Ces Américains se sont peut être autoproclamés « menteurs » il y a plus de dix ans mais se révèlent au quatrième disque, toujours incapables de décevoir !

En soutien du premier extrait de Sister World, « Scissor » bénéficie d’une vidéo (bientôt hors-jeu ?) qui illustre de façon exemplaire la première immersion du badaud moyen en zone d’influence Liars. Un naufragé (le longiligne chanteur Angus Andrews) se réveille hagard dans son canot de sauvetage sur une mer d‘huile et découvre que des galets arrivés de nulle part menacent par leur poids de l’envoyer par le fond. Malgré tous ses efforts, son navire de fortune commence à prendre l’eau et l’homme doit son salut temporaire à la présence d’un bateau de plaisance où notre rescapé comprend – avec horreur – que ces pierres sortent directement des flots tranquilles d’un océan nourri d’évidentes intentions meurtrières…

Musicalement, le morceau ressemble à un gospel païen sous LSD contrarié par l’irruption de saillies tribalo-noisy qui font deux petits tours de raffut et puis s’en vont. Demeure cet étrange sentiment de gueule de bois insistante au beau milieu d’un musée à ciel ouvert. L’aménagement des lieux  frôle le superbe malgré un décor de chaos et une migraine tenace.

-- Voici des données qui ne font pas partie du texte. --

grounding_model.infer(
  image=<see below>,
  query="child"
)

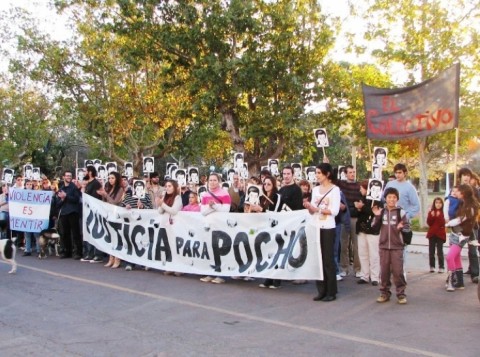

C’est que depuis ses débuts, The Liars ou plus simplement Liars semblent suivre une trajectoire de ligne brisée qui lui épargne les vicissitudes d’un étiquetage collant (cocher post-punk ou rock 80’s pour être certain de ne pas se tromper) et s’autoriser toutes les envies. En queue de leur disque inaugural (They Threw Us All in a Trench and Stuck a Moment on Top, 2001), ces Californiens exilés dans la Grosse Pomme collaient une éreintante micro-boucle sifflotante de plus d’une demi-heure. Au suivant (They Were Wrong, So We Drowned, 2004), le trio envoyait la mélodie paître ailleurs pour s’abandonner à un tribalisme anxiogène sur fond d’ambient à la sauce Sonic Youth des débuts, et couplait l’image et le son sur le dual (CD+ DVD), et plus apaisé Drum's Not Dead (2006). Enfin, sur son avant-dernier album éponyme (2007), Liars revenait d’une certaine manière vers un format chanson mais gangrené à la fois de remugles no-wave new-yorkaise et noisy pop brittonne. Entre-temps, le groupe n’aura rien perdu de sa force triangulaire (les formules trio se doivent d’aller à l’essentiel) tout en remplaçant les 2/3 de ses composantes, et bien que l’omniscient Angus Andrews (seul membre d’origine) se défende de mener une formation faire-valoir à la baguette.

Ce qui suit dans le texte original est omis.